The thunder reminded Balenger of a giant's steps. Murderous resolve made tall, thin, fifty-seven-year-old Ronnie assume a Titan's stature. The darkness of his Kevlar vest was emblematic of the terrible power he exuded. He strode with the weight of robbed innocence and a stolen childhood, of a lifetime of pain and anger, of terror and death. As he neared Balenger, his blank face communicated an emptiness that could never be filled.

"I'm sorry for what was done to you, Ronnie!" Balenger knew that he couldn't be heard in the storm. He wanted to keep Ronnie coming nearer, to make Ronnie curious about what he yelled. "I hate you, but I'm sorry for that little boy!"

Ronnie kept approaching, relentless, implacable: an executioner.

"Is this where Carlisle died?" Balenger shouted, rain pelting him. Ronnie was probably still too far away to hear. That didn't matter. He wanted Ronnie to see his lips moving, to wonder what he was saying, to keep approaching.

Come closer! Balenger thought. Most gunfights occurred within five yards. Even then, adrenaline unsteadied the shooters' hands and often made them miss. Balenger's hands were shaking and numb from the cold. He couldn't possibly hope to shoot Ronnie from any distance. In contrast, Ronnie's shotgun could finish him at forty yards.

Closer!

"Is this where the old man blew his brains out? After he realized the extent of what you did, he became more terrified of you than he was of going outside! He escaped from the hotel! Did he find your shotgun? Did he take it with him? He hoped to protect himself on the beach! But as he stood here shaking, as he saw you coming in the rain, he realized he was damned! So he shot himself!"

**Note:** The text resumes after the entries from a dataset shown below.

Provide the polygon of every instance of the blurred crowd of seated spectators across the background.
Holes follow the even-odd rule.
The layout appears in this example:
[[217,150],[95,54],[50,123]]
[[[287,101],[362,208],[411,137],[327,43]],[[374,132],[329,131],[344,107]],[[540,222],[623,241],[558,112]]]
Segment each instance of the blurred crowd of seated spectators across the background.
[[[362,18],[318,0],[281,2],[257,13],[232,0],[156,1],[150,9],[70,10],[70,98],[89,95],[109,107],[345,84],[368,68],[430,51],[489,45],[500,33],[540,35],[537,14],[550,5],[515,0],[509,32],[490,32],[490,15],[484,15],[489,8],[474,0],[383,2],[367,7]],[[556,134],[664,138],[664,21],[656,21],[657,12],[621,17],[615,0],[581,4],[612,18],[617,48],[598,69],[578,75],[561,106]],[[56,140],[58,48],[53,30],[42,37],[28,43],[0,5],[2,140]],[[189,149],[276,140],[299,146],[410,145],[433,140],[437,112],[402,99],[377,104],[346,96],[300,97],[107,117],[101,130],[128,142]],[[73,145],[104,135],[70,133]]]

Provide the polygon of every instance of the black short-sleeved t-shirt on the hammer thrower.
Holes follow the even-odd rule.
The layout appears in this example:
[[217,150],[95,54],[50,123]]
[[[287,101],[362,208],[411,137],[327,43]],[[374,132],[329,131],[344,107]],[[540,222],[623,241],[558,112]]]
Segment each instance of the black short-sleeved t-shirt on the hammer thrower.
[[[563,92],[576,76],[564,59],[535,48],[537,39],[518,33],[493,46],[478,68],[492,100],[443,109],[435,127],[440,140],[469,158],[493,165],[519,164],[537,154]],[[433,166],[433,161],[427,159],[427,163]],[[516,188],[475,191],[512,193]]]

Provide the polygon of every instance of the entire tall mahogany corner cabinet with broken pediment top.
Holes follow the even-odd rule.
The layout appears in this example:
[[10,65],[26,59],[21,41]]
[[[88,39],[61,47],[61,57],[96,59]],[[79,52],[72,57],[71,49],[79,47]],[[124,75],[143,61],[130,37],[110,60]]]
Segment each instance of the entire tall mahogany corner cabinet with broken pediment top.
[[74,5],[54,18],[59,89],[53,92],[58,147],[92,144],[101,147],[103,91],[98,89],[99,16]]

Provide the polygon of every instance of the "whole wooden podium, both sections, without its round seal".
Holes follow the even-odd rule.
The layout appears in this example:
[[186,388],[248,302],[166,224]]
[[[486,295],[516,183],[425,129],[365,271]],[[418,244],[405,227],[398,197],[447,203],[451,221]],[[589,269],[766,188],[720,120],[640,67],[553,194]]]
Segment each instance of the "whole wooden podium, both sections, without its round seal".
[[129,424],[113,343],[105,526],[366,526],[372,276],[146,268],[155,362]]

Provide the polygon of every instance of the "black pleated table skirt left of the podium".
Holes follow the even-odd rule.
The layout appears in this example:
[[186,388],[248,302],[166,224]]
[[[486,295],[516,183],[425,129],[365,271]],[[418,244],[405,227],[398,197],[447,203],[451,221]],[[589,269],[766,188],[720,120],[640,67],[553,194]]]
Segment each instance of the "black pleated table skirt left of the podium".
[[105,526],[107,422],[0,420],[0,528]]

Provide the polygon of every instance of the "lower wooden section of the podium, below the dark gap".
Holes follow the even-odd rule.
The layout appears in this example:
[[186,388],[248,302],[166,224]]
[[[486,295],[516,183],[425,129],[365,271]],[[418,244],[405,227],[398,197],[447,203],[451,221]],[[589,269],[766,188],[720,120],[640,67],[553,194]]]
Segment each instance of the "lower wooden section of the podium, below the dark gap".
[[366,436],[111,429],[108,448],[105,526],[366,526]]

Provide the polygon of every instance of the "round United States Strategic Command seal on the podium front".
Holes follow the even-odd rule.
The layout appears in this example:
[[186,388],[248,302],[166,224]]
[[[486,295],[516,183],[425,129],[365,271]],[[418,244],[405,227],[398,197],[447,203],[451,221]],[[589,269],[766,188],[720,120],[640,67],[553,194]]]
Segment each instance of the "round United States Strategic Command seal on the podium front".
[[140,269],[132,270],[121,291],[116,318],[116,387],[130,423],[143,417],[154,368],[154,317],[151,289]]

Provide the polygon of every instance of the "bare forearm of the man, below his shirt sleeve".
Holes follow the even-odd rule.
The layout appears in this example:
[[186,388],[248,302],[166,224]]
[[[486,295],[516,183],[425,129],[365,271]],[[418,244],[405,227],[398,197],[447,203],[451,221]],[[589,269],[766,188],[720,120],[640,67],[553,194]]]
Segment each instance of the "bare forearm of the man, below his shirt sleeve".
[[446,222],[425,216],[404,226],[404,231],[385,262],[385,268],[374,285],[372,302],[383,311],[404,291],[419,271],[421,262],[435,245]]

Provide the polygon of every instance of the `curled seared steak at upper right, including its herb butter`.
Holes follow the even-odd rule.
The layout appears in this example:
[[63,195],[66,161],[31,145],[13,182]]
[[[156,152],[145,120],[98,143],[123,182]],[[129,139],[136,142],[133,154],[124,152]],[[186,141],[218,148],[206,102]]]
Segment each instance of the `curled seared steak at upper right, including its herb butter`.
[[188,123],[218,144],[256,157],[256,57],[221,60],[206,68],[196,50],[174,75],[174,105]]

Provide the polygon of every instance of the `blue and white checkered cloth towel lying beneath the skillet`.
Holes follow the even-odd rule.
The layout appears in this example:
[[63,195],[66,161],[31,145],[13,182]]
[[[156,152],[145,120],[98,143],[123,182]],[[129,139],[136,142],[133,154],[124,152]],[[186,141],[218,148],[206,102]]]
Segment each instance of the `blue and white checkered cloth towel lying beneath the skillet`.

Silhouetted by lightning, Ronnie narrowed the distance between them.

"The shotgun in your hand! Is that the one Carlisle used to blow his brains out?"

Thirty yards away, Ronnie stopped.

No! I need you closer!

"Is this where it happened? Is this where he did it? The father you always wanted! 7s this where you scared him into killing himself?"

Thunder overwhelmed his words.

A flash of lightning paralyzed Ronnie for a moment. Then he stepped nearer, wanting to hear what Balenger said.

"What a wonderful son you were!" Balenger shouted. "He gave you a chance for a new life, and you paid him back by filling his life with terror!"